Category Archives: Parish Registers

The Northamptonshire Earthquake of 1750

English parish registers were sometimes used to record momentous events as well as baptisms, marriages and burials.  In 1750 the Reverend Thomas Barnett, Vicar of Rothwell in Northamptonshire, wrote a dramatic account of the earthquake which struck his church just as he was in the act of administering Holy Communion:

On Sunday Septr 30th 1750. We were terribly alarmed with a violent Shock of an Earthquake.  It was felt at this Town about half an hour past twelve at Noon.  I was at that time administering the Holy Sacrament, and was with the whole Congregation in the greatest Surprize.  Its first Approach was heard like a mighty Wind or rather the driving of many Coaches.  The Motion was from S.W. to N.E.  Its Continuance was as near as I could judge about half a Minute, and was very dreadful and awful. 

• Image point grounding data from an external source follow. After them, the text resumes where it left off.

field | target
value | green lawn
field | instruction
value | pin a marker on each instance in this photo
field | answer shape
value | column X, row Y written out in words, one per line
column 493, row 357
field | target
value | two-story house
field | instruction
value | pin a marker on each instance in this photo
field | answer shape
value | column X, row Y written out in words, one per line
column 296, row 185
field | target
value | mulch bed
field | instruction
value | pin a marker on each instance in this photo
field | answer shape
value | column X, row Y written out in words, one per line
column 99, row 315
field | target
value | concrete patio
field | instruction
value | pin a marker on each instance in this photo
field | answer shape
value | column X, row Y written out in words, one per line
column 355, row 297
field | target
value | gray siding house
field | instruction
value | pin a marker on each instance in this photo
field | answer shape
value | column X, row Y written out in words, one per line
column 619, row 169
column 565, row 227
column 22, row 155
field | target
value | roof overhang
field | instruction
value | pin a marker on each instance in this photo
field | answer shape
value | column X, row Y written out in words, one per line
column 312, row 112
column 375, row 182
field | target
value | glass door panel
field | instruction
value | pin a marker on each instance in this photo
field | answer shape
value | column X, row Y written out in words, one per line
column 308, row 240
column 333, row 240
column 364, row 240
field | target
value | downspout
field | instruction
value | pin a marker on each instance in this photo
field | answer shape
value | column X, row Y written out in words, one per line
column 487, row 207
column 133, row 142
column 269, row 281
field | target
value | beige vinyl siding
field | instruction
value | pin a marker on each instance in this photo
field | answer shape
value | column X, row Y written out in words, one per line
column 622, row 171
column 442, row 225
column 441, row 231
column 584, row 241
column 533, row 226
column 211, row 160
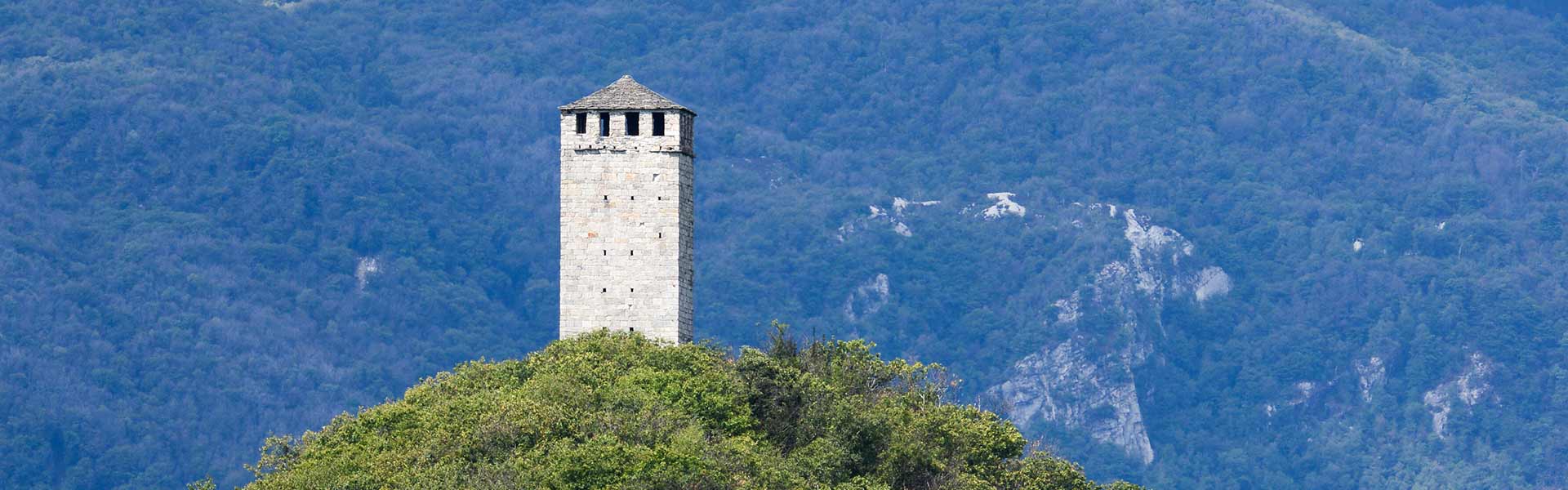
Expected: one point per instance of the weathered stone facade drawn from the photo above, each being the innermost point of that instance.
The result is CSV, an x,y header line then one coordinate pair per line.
x,y
626,214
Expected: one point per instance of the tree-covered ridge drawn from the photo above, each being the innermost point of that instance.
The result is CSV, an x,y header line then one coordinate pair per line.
x,y
192,198
625,412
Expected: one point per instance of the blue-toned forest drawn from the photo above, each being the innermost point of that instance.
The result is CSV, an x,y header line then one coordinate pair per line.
x,y
1223,244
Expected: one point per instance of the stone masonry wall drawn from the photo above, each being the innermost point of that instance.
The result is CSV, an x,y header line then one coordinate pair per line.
x,y
626,228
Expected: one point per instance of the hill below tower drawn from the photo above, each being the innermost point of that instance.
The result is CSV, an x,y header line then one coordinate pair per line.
x,y
621,412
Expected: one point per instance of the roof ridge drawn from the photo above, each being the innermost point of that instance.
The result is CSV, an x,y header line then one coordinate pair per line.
x,y
625,93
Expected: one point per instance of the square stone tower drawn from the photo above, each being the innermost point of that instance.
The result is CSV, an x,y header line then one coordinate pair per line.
x,y
626,214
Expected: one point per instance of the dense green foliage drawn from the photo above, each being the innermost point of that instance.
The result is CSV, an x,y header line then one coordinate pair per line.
x,y
621,412
187,190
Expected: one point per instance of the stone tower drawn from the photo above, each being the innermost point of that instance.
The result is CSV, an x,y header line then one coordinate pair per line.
x,y
626,214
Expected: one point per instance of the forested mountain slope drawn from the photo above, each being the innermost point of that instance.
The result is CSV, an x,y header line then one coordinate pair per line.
x,y
1227,244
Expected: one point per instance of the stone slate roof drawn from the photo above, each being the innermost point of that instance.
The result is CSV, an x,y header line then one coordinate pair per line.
x,y
625,93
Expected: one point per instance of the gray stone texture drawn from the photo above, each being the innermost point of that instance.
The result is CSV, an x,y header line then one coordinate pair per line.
x,y
626,219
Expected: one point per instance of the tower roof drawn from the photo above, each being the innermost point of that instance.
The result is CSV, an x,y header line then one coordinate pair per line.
x,y
625,93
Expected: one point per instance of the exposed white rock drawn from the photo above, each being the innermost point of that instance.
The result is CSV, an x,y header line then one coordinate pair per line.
x,y
901,203
1468,388
902,229
1303,393
1371,374
867,299
1002,207
882,216
1063,385
366,269
1213,282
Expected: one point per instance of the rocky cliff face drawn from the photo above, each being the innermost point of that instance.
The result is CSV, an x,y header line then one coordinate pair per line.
x,y
1097,333
1087,379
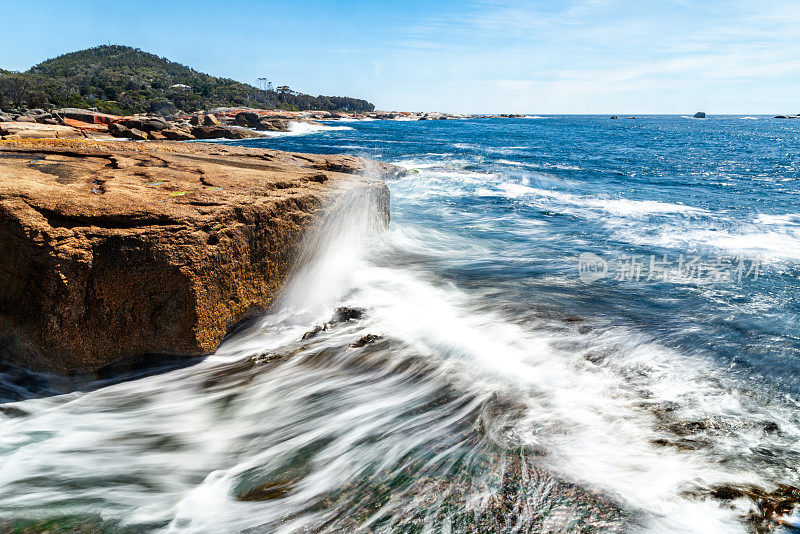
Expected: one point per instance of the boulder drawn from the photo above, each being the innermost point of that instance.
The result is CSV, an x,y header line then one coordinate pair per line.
x,y
118,129
211,120
247,118
136,134
116,253
146,124
85,115
34,130
223,132
272,124
176,134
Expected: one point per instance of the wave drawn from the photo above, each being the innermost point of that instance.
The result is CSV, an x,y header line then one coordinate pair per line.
x,y
558,166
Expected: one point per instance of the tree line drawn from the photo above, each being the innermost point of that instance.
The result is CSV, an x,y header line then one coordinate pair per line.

The Earth was sensibly perceived to heave under our Feet.  The Church totter’d from its Foundation, and the East Window shook most violently, as if all was coming down, and from the Roof, which we thought was falling on us, we heard dreadful Crackings three or four Times, as if great prodigious Weights were flung upon it.  In Fear and Trembling we expected instant Death, either by being crush’d under the Ruins of the Church or else that we should have been swallowed up alive; but as Almighty God directed, no Harm happen’d unto us.  They who were in the Churches or Houses were more sensibly affected and felt it most, than those who were walking.  It was felt in all the Neighbouring Towns of Northamptonshire and Leicestershire.

Rothwell, Northamptonshire

A more phlegmatic and secular account of the same event was provided by the steward to the Earl of Cardigan (whose seat was Deene Park, Northamptonshire). Like the Vicar of Rothwell, the steward compared the sound to the rumble of a heavy coach:

… The Noise that preceded the Earthquake was, for a few Seconds, like the rumbling of a Coach upon a Bridge … The Force of the Shock was chiefly, if not entirely lateral; and so considerable, as that several People, who were sitting in Chairs, catched at the Walls, Tables, and such things as stood next them, expecting they should be thrown down: Buildings of all Kinds were shaken greatly; and the Beds, Chairs, and such things as stood above-stairs were displaced, and rocked about very much: Windows were shaken as if they would have been broken; and in several Places Pewter upon Shelves in Kitchens thrown upon the Floor…. I have not heard of any Damage being done by it more than some Chimnies thrown down, but nobody hurt by them.

The Northamptonshire Earthquake followed the London Earthquakes of 8 February and 8 March 1750. These similarly caused little damage and no fatalities, but many people thought they were a sign of divine wrath.  

‘Like the sound of heavy carriages’

Five years later, English parish registers show parishioners donating money to the survivors of the catastrophic Lisbon earthquake and tsunami, which struck on All Saints Day 1755 and led to more than 10,000 deaths, destroying a third of the city.  According to a British merchant who survived it, the Lisbon earthquake too began with ‘a rushing noise, like the Sound of heavy Carriages, driving hard at some Distance’.


Sources

Parish Registers of Rothwell, Northamptonshire: frontispiece to ‘Rothwell Register 1708–96’ (Northamptonshire Archives, digitised by Ancestry).

Kenneth Maxwell, ‘Lisbon 1755: The First ‘Modern’ Disaster (but if modern, how is it so?); University of Oxford, https://public.mml.ox.ac.uk/files/windsor/5_maxwell.pdf.

‘Roads, and those in Tring’, Tringlocalhistory.org.uk.

‘An Account of the Earthquake Which Happen’d about a quarter before One O’Clock, on Sunday, September 30, 1750, by Mr. – Steward to the Earl of Cardigan’, Philosophical Transactions (1683-1775), vol. 46, pages 721–23. JSTOR. Accessed 6 May 2024.